The defendat was stopped for failure to maintain single lane. The defendant took the breath test and blew .009 and .010. DUI charge dropped.
The defendant was stopped by police shortly after leaving a City Walk restaurant and charged with DUI. Through motions, certain evidence was excluded from his trial. We went to trial on 3/3/11 and the jury took five minutes to find the defendant not guilty.
The Defendant was seen by a Delray Beach Police Officer revving her engine and traveling at a high rate of speed. As she passed the Officer, she tailgated another vehicle and then jerked her wheel to the left when there was heavy pedestrian traffic in Downtown Delray. The Defendant was stopped and the Officer noticed an odor of alcohol, slurred speech and bloodshot/glassy eyes. She also had slow dexterity, a flushed face and mumbled speech as well. She appeared to be searching around her car as if she was looking for something. She first stated to the Officer that she had 2 vodka drinks and then after Miranda was read she said she had the two drinks and lunch and nothing after. She was asked to perform roadside exercises which she started performing but then refused and said “just take me to jail.” She was not performing well on the walk and turn when she made that statement. The Officer cited her for Following too Closely and for Careless Driving. While at the jail, she refused to give a sample of her breath when asked and then stated that “she got out of a ticket in Broward and I know I’ll get out of this DUI because my friend is an Air Marshall.” She also stated that she can feel the effects of the alcohol on video as well. The Firm filed a motion to suppress arguing that the Officer stopped the Defendant without probable cause that a traffic infraction occurred and without reasonable suspicion of criminal activity. The driving pattern was all captured on the Officer’s dash cam in his car. The Firm called the driver of the “alleged tailgated vehicle” who testified she never followed her too closely. The video showed that the Officer could not possibly have seen how close the Defendant’s vehicle was to the car she allegedly tailgated. Additionally, the firm argued that she was behind this car for mere seconds and therefore was also not technically “following” the vehicle. Additionally, after cross examination, the Office of the State Attorney conceded that there was no careless driving. Result: The Judge granted the motion and the State dismissed all the charges against the Defendant.

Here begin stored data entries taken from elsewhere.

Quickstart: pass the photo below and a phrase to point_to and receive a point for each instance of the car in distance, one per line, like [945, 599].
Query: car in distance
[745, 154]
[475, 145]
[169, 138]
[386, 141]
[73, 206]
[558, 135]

This case was a DUI that involved the defendant being stopped for an extensively bad driving pattern: following too closely, improper lane change, crossing the stop bar, and weaving across lanes of traffic. Once stopped the defendant admitted to having two beers over the course of six hours and to taking prescription muscle relaxers. After an extensive review of the case it was discovered that there were numerous problems with the State’s case, mainly that a drug test was never requested by the officer involved in the case and that the defendant’s performance on the roadside exercises were not bad enough to be indicative of impairment. The State Attorney’s Office amended the DUI charge to reckless driving.